Coalition for Transportation Choices to host forum on making transit work for more Rhode Islanders.

From Grow Smart RI:


Transit forum will examine lessons learned in Denver, Minneapolis and Hartford as local officials explore how to make transit work for more Rhode Islanders

Nearly 80% of Rhode Island’s population lives within a 10-minute walk of a transit stop. Still, only about 2.7% of the state’s population uses transit regularly. It’s something of a “chicken or egg” conundrum since service must first be robust, convenient and frequent enough to attract would-be riders.

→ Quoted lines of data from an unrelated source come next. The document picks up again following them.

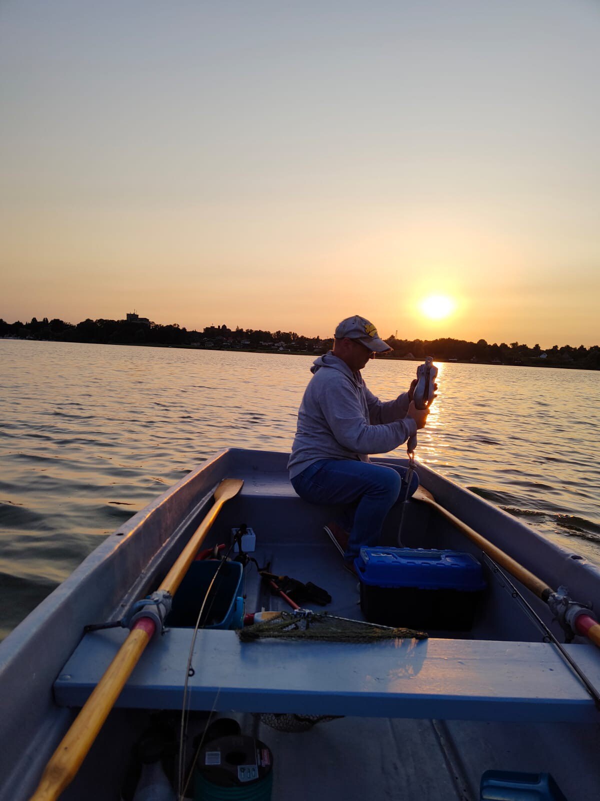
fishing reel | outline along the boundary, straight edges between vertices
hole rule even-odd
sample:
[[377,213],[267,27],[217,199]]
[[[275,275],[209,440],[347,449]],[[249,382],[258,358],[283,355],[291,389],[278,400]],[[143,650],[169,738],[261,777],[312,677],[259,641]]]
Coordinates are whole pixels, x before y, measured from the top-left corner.
[[[413,393],[413,403],[417,409],[428,409],[435,397],[435,379],[438,376],[438,368],[434,365],[434,357],[428,356],[424,364],[417,368],[417,385]],[[417,435],[409,439],[406,450],[409,456],[414,453],[417,447]]]

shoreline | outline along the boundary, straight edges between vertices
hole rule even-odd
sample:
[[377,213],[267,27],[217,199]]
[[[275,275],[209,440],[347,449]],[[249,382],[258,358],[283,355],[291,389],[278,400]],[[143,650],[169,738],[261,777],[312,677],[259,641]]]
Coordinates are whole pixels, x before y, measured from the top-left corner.
[[[56,342],[66,344],[110,345],[118,348],[170,348],[173,349],[177,348],[178,350],[218,351],[219,352],[227,353],[264,353],[269,356],[313,356],[315,359],[319,356],[322,356],[323,353],[327,352],[326,349],[320,351],[306,351],[298,350],[296,348],[282,348],[275,350],[270,348],[222,348],[216,345],[206,348],[202,345],[167,344],[166,343],[162,342],[86,342],[79,340],[37,340],[33,337],[20,336],[3,336],[0,337],[0,339],[13,340],[18,342]],[[407,359],[406,356],[395,356],[394,353],[375,356],[375,358],[378,361],[387,360],[390,361],[406,361],[416,364],[421,364],[422,361],[422,359],[417,357]],[[470,359],[443,359],[434,356],[434,361],[437,361],[438,364],[473,364],[475,367],[478,365],[486,365],[491,367],[532,367],[546,369],[549,368],[554,368],[559,370],[584,370],[589,372],[598,372],[598,370],[600,370],[600,368],[579,367],[577,364],[556,364],[555,362],[550,362],[548,364],[545,360],[540,360],[539,361],[526,360],[526,361],[522,360],[515,363],[505,361],[471,361]]]

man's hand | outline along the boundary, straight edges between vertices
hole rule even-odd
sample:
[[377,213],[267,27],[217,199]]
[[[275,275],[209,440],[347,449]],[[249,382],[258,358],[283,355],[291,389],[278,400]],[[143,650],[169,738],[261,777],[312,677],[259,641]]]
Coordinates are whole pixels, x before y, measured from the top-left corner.
[[417,424],[418,429],[424,429],[425,424],[427,421],[427,415],[429,414],[428,409],[417,409],[413,401],[410,401],[410,405],[408,407],[408,412],[406,413],[407,417],[412,417],[414,422]]

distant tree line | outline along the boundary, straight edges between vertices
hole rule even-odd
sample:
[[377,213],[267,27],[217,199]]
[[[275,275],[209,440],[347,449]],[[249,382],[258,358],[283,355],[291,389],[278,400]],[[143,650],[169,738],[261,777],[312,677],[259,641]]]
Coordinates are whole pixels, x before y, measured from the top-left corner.
[[472,361],[501,364],[535,364],[542,367],[577,367],[583,369],[600,369],[600,347],[585,348],[579,345],[553,345],[542,349],[538,344],[533,348],[519,342],[506,344],[490,344],[485,340],[467,342],[465,340],[442,338],[438,340],[386,340],[394,348],[394,356],[406,358],[410,354],[422,360],[433,356],[442,361]]
[[[6,323],[0,319],[0,337],[49,340],[61,342],[91,342],[106,344],[174,345],[190,348],[284,351],[286,352],[324,352],[333,340],[302,336],[295,332],[263,331],[254,328],[232,329],[226,325],[207,325],[202,331],[188,331],[177,323],[159,325],[142,320],[84,320],[74,325],[57,318],[29,323]],[[485,340],[398,340],[389,336],[393,348],[387,358],[422,360],[432,356],[442,361],[470,361],[486,364],[528,364],[539,367],[570,367],[600,369],[600,347],[578,348],[553,345],[543,350],[518,342],[488,344]]]

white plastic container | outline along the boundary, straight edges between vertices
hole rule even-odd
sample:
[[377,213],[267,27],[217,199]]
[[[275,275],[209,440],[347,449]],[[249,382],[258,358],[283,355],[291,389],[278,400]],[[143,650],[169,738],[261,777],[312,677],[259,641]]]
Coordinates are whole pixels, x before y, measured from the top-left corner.
[[[231,536],[235,537],[235,535],[239,531],[239,529],[232,529]],[[242,535],[242,550],[245,553],[251,553],[253,551],[256,550],[256,534],[254,533],[254,529],[246,528],[246,533]],[[238,547],[238,543],[234,545],[234,553],[238,553],[239,548]]]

In collaboration with the Coalition for Transportation Choices (CTC), Grow Smart RI is helping to present NEXT STOP: Making Transit Work for Rhode Island, a forum for business, civic and political leaders – together with transit riders – on Tuesday, December 1, 2015, 8:30-11:30 a.m. at the Rhode Island Convention Center.

Featured speakers will include those involved in advancing popular transit services in Minneapolis, Denver and Hartford. A local leaders panel will then examine the challenges and opportunities for making transit work for more Rhode Islanders, saving time and money for commuters, while contributing to the revitalization of urban and town centers and reducing congestion and greenhouse gas emissions.

Concepts and priorities discussed will help to inform a detailed 10-year proposal for transforming our state’s transit system a catalyst for sustainable economic growth.